The real issue, then, is whence and how will such a conversion come?  Call us cynical, but state programmes are just never going to cut it.  In fact, the underlying premises of statist amelioration actually locks the spiritual malady in place, reinforcing it, making it stronger.  State programmes implicitly reinforce the maladies of envy, covetousness, demand rights, instant gratification, and instant satiation.  (Why else would the State own and run lottery companies?)

In complete contrast, consider, for example, the testimony of the Proverbs (chapter 6)

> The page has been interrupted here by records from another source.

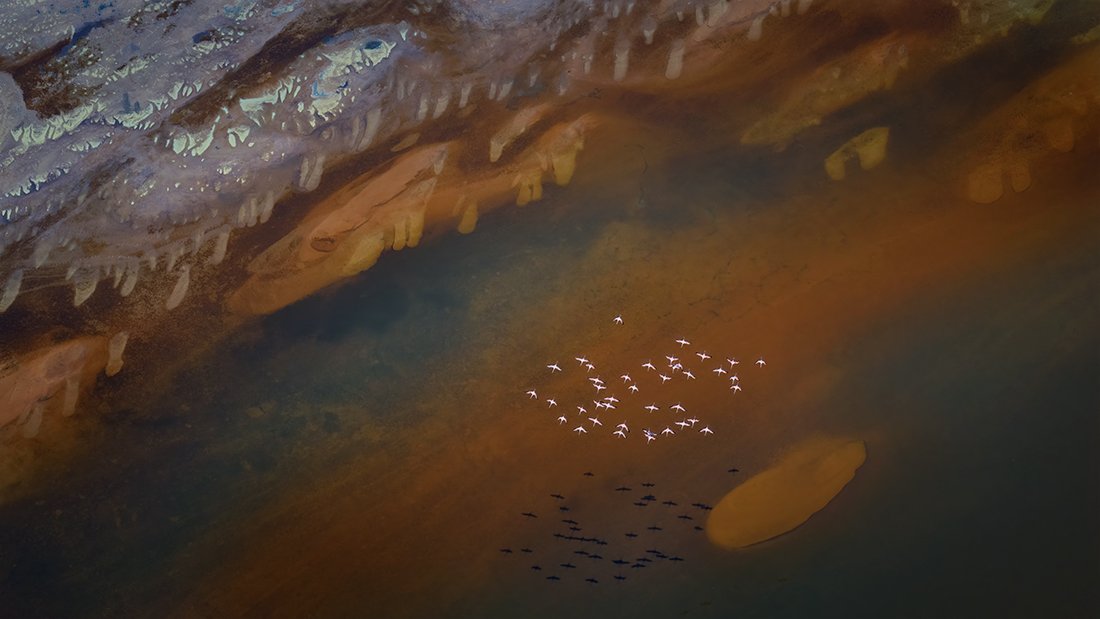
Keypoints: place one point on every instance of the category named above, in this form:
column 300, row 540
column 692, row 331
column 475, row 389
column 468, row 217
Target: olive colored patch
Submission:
column 787, row 495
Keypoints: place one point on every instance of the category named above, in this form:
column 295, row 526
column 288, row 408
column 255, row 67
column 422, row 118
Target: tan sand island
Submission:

6 Go to the ant, O sluggard;
   consider her ways, and be wise.
7 Without having any chief,
   officer, or ruler,
8 she prepares her bread in summer
   and gathers her food in harvest.
9 How long will you lie there, O sluggard?
   When will you arise from your sleep?
10 A little sleep, a little slumber,
   a little folding of the hands to rest,
11 and poverty will come upon you like a robber,
   and want like an armed man.

Proverbs 26:

13 The sluggard says, “There is a lion in the road!
   There is a lion in the streets!”
14 As a door turns on its hinges,
   so does a sluggard on his bed.
15 The sluggard buries his hand in the dish;
   it wears him out to bring it back to his mouth.

Proverbs 20:4

  The sluggard does not plough in the autumn;
   he will seek at harvest and have nothing.

But, no worries, mate.  We’ll all take care of you through a multitude of state programmes taking other peoples’ money and giving it on to you.

Proverbs 24:

30 I passed by the field of a sluggard,
   by the vineyard of a man lacking sense,
31 and behold, it was all overgrown with thorns;
   the ground was covered with nettles,
   and its stone wall was broken down. 

You poor thing.  Here’s a special grant from WINZ to tide you over.

Nope.  Our expectations from the government talk fest on poverty and inequality are exceedingly low.  Somehow, we don’t think we will be disappointed.

One thing is clear: these texts from Proverbs are entirely offensive and unacceptable in a religious culture which believes in demand rights or state-funded entitlements.